Sosyal tesis 2001 yılında Ağa Han Ödülü aldıktan sonra Mimarlık Dergisi’nden Özlem Erdoğdu Erkarslan, mimar ile bir röportaj yapıyor ve bu röportajda kompleksteki suyla ilgili bir soruya Bektaş şöyle yanıt veriyor:

“Benim derdim, onları bir araya getirmek ve onlara yalnızca suyla ilgili bir iki şeyi söylemek oldu: ‘Devamlı değişeceksiniz, değişmediğiniz gün ölmüşsünüz demektir. Akıyor zaman ve siz bu zamanın içinde zorunlusunuz gerçekten kendinizi de güzelliklere doğru akıtmaya, bunun için çabalamaya…’ Orada bazı şeyler var.

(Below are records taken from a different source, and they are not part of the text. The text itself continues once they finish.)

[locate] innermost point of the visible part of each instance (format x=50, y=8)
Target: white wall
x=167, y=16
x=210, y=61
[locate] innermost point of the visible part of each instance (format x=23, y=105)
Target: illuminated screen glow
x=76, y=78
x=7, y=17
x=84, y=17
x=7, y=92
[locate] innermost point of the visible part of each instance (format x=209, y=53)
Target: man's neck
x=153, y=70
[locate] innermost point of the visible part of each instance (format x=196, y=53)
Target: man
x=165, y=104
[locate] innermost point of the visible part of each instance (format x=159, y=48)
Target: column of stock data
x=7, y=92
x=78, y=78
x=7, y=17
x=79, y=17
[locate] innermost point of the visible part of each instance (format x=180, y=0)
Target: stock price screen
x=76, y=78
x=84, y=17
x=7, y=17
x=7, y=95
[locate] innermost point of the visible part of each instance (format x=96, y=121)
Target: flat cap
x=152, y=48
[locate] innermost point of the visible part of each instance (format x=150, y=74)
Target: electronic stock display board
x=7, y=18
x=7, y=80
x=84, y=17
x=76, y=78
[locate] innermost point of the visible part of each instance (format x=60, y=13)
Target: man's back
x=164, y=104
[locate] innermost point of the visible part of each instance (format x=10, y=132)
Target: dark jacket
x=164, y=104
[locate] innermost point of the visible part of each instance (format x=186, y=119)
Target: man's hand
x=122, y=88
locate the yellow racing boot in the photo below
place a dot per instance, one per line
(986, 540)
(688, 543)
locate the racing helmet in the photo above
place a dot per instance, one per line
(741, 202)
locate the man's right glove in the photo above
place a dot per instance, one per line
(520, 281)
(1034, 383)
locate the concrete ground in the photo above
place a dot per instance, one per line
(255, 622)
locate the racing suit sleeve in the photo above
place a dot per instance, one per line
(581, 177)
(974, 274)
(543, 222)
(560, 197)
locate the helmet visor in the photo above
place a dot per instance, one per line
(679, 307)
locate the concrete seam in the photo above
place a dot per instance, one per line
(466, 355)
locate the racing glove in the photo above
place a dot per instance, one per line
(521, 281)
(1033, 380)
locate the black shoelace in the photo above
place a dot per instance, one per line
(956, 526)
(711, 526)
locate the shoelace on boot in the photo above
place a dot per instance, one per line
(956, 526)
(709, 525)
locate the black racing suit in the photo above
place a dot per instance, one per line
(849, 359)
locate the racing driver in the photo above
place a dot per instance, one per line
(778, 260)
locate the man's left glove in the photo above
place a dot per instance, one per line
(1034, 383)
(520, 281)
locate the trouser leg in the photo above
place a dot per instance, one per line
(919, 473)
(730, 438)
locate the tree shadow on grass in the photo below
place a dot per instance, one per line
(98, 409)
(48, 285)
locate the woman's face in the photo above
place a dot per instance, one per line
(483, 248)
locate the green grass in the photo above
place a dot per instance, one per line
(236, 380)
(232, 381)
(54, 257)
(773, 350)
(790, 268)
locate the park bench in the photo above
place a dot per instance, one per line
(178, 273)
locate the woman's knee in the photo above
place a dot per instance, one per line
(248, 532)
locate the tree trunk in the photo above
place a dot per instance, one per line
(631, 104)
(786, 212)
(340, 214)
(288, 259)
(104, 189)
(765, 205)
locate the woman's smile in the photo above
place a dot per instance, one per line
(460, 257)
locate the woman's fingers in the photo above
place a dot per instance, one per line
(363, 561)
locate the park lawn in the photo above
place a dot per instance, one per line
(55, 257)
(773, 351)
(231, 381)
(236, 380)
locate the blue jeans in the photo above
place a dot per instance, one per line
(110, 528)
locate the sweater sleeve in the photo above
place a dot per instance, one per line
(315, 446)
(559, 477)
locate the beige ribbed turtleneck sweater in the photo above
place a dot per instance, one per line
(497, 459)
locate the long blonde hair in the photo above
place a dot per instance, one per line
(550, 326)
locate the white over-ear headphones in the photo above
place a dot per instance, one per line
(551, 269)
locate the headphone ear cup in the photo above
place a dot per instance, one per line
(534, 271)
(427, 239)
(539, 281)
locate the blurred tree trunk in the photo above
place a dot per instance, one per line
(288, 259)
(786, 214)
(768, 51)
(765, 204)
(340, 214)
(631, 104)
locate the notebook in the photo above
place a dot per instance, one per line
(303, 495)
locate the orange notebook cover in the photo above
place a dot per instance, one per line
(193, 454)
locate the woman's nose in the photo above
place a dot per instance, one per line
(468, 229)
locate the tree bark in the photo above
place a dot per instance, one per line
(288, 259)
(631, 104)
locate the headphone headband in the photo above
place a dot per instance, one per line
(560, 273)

Su dönüyor örneğin. Tabii ki su Hititler'den beri bir simge, Selçuklu da kullanmış, Osmanlı da kullanmış. Hiçbirisinde bağnazlık yok. On iki metre çapında bir su, taşların arasındaki ek yerinden akarken bir hışırtı çıkartır. Bunun hem dinginleştirici, hem yoğunlaştırıcı etkisi vardır. Osmanlı'da da su bir meditasyon. Ama onun ötesinde benim istediğim yoğunlaşma. Mevlana suyun yanında söyleşiyor, tartışıyor. Onu, o kadar kocaman yapışımın sebebi de bu. Gelsinler kıyısında otursunlar, tartışsınlar, söyleşsinler…”3

Özeğin suyla ilişkisi, Fotoğraf: Cengiz Bektaş, Kaynak: Salt Araştırma.
Özeğin suyla ilişkisi, Fotoğraf: Cengiz Bektaş, Kaynak: Salt Araştırma.

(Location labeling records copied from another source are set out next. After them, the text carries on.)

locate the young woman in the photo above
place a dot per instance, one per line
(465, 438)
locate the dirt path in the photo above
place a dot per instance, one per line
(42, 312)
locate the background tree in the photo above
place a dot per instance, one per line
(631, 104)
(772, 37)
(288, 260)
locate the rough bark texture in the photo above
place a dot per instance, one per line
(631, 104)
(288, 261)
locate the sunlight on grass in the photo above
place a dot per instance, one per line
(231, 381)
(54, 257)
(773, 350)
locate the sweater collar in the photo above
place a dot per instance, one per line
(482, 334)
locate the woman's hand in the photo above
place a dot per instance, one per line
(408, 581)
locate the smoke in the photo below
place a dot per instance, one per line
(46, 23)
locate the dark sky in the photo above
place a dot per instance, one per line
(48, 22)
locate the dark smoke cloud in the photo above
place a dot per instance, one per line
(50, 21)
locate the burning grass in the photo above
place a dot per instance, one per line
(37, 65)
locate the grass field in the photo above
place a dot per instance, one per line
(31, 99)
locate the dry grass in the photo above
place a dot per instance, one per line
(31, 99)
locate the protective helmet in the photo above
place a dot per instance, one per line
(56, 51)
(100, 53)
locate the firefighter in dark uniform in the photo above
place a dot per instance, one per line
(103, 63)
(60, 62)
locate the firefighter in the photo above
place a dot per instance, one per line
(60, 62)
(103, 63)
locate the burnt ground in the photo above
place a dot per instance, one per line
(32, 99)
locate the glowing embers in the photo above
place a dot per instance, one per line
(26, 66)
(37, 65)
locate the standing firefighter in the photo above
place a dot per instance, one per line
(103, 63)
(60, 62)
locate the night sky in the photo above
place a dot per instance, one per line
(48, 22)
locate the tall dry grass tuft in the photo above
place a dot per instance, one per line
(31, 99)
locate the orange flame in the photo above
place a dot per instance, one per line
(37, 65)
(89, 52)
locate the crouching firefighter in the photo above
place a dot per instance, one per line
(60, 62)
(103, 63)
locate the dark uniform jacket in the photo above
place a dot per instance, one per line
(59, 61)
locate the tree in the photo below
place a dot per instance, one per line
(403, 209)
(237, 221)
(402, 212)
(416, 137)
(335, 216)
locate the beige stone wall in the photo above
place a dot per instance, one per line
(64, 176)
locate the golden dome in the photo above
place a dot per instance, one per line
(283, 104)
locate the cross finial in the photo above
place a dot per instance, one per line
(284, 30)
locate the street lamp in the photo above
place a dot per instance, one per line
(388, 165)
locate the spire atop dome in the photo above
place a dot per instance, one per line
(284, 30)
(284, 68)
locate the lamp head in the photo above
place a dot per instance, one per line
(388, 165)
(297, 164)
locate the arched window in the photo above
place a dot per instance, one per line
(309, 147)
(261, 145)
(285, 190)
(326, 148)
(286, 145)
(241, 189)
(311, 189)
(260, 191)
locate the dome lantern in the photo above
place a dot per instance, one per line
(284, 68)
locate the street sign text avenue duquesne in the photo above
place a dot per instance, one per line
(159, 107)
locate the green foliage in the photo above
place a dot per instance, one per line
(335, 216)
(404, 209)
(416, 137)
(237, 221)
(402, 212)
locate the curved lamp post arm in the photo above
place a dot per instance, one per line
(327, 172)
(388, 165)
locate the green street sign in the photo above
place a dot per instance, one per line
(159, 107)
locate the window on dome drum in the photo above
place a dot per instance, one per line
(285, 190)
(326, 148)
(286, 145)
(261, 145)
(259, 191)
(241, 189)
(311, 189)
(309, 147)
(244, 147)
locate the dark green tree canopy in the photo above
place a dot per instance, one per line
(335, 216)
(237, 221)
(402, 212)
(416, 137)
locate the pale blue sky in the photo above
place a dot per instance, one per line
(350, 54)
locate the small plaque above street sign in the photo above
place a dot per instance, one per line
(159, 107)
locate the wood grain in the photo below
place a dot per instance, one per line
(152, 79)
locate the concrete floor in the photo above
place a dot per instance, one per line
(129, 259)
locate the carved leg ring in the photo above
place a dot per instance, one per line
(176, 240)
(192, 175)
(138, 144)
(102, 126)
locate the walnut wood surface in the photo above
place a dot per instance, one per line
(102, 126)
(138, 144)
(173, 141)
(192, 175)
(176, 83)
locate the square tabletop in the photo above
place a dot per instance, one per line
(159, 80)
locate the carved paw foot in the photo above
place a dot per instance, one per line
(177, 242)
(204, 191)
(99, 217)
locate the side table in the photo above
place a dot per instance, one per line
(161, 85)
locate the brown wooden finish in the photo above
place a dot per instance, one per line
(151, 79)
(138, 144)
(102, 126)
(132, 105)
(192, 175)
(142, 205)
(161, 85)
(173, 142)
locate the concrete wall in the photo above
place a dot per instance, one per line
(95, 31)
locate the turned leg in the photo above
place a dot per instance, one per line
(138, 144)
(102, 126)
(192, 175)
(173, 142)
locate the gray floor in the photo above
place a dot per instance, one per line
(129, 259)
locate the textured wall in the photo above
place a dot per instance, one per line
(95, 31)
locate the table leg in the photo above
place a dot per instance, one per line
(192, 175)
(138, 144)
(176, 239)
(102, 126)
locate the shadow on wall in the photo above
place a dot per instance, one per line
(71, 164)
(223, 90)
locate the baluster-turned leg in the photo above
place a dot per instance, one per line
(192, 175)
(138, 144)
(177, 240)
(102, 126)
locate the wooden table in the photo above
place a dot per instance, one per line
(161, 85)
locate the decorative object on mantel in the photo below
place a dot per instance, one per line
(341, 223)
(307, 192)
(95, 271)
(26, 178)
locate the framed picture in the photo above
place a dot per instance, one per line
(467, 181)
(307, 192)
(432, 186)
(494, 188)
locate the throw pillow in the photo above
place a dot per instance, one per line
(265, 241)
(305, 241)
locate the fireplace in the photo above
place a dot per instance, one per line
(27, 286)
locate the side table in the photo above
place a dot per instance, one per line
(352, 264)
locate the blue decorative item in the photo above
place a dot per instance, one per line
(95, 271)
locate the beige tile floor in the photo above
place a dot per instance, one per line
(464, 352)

Coğrafyayı okumaya ve bağlamına uygun malzemeleri kullanmaya önem veren Cengiz Bektaş, bu projesinde de Antalya’nın geleneksel kent dokusunu baz alıyor. Yer yer modern tekniklerle çözümler ürettiği sosyal tesiste tek katlı yapılar konumlandırıyor. Peyzajın içinde doğal bir şekilde var olan bu kütleler en fazla 6 metre yüksekliğe ulaşıyor. Yapılardaki taşıyıcı taş duvarlara iki farklı seviyede betonarme kirişler yerleştirilirken depreme karşı önlem almak amacıyla kirişler gömülü demirlerle bağlanıyor.

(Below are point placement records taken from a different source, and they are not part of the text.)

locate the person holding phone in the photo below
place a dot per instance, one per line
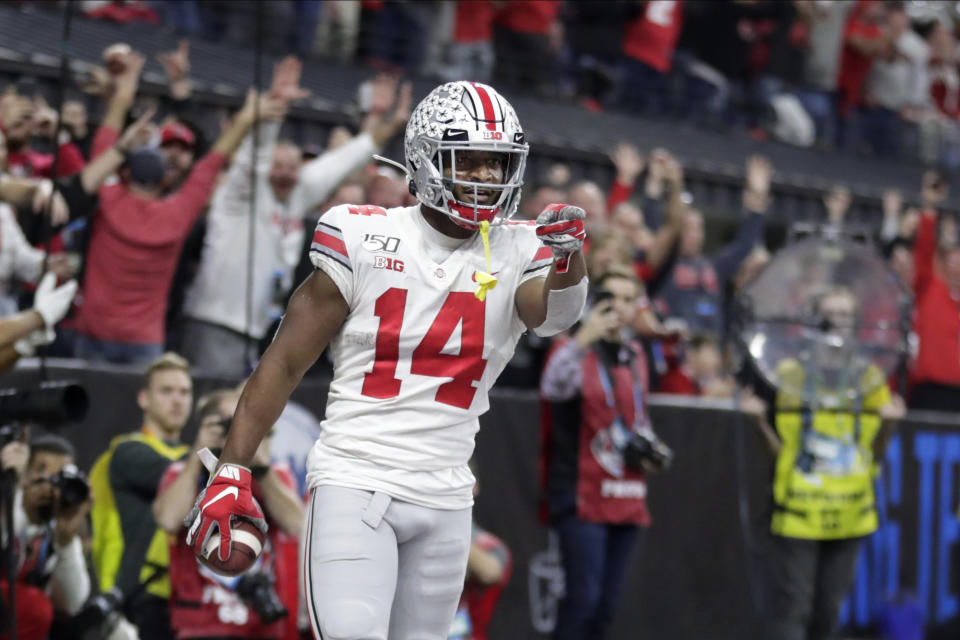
(598, 448)
(936, 285)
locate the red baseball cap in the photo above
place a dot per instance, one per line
(176, 132)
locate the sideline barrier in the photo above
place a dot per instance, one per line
(698, 571)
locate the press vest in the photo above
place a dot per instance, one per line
(612, 403)
(107, 533)
(823, 480)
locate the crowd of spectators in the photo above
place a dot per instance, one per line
(871, 76)
(155, 220)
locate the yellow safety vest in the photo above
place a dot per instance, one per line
(823, 481)
(107, 533)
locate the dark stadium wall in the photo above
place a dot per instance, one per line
(697, 572)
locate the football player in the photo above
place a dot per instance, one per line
(422, 307)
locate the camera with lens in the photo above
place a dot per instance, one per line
(257, 592)
(49, 403)
(73, 486)
(99, 616)
(641, 448)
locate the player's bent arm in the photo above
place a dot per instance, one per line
(550, 305)
(315, 314)
(282, 504)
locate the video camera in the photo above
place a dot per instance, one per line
(49, 404)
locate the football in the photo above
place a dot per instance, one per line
(245, 546)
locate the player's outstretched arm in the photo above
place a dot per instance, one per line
(533, 296)
(314, 315)
(550, 305)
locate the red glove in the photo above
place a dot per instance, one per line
(227, 496)
(560, 227)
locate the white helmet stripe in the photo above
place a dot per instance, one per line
(488, 103)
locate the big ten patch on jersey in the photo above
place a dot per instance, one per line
(416, 331)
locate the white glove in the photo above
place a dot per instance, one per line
(52, 302)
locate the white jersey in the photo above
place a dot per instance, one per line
(418, 352)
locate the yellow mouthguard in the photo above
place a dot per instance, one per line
(485, 281)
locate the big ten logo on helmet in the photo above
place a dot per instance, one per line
(390, 264)
(377, 243)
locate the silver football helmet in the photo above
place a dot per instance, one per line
(458, 117)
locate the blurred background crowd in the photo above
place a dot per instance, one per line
(183, 204)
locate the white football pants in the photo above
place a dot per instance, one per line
(378, 568)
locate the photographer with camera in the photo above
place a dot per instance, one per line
(261, 603)
(599, 445)
(52, 577)
(833, 415)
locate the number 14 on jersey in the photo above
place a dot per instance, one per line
(465, 367)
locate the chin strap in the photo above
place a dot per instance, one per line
(485, 281)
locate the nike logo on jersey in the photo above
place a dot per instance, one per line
(229, 491)
(475, 275)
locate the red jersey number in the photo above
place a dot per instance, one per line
(465, 367)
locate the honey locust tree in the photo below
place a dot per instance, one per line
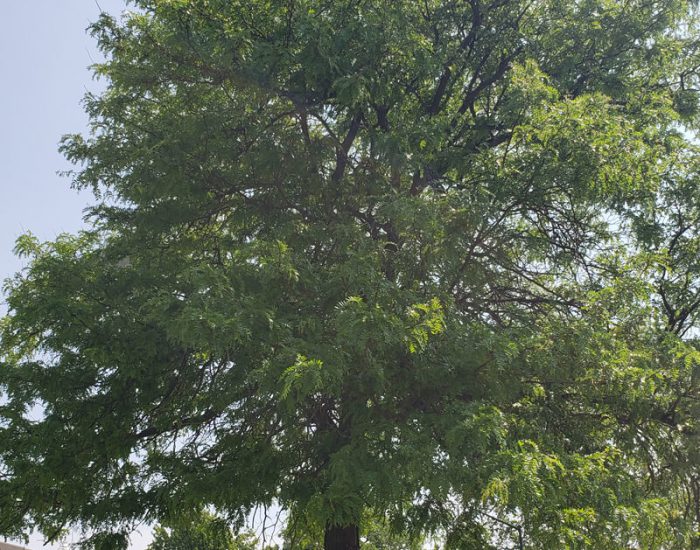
(430, 260)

İnşaat çalışmaları sırasında Cengiz Bektaş, Kaynak: Salt Araştırma.
İnşaat çalışmaları sırasında Cengiz Bektaş, Kaynak: Salt Araştırma.

Kuzeybatı-güneydoğu aksında gelişmeye olanak sağlayan sosyal tesisin temel kazıları sırasında taşlar çıkarılıyor ve küçük parçalara ayrılarak döşemelerde kullanılıyor. Yerinde ve yerel malzemelerle yapma anlayışıyla birlikte gerekli yerlerde yapının ihtiyacına göre güncel malzemeler kullanılıyor. Amfi tiyatrodaki oturma alanlarında ve yarı açık alanları tanımlayan pergolaların kolonlarında ön yapım beton malzemesi tercih ediliyor. Ön yapım beton kolonlar, ahşap pergolaları taşımanın yanı sıra Bihrat Mavitan’ın tasarladığı hatıra levhalarına da ev sahpliği yapıyor. Bektaş, aksı takip ederek yürüyen kullanıcılara farklı deneyimler yaşatıyor. Ayrıca bu kolonların üst kısımları, dört yüzeyi açılı olacak şekilde kesilerek bir aydınlatma elamanına dönüştürülüyor.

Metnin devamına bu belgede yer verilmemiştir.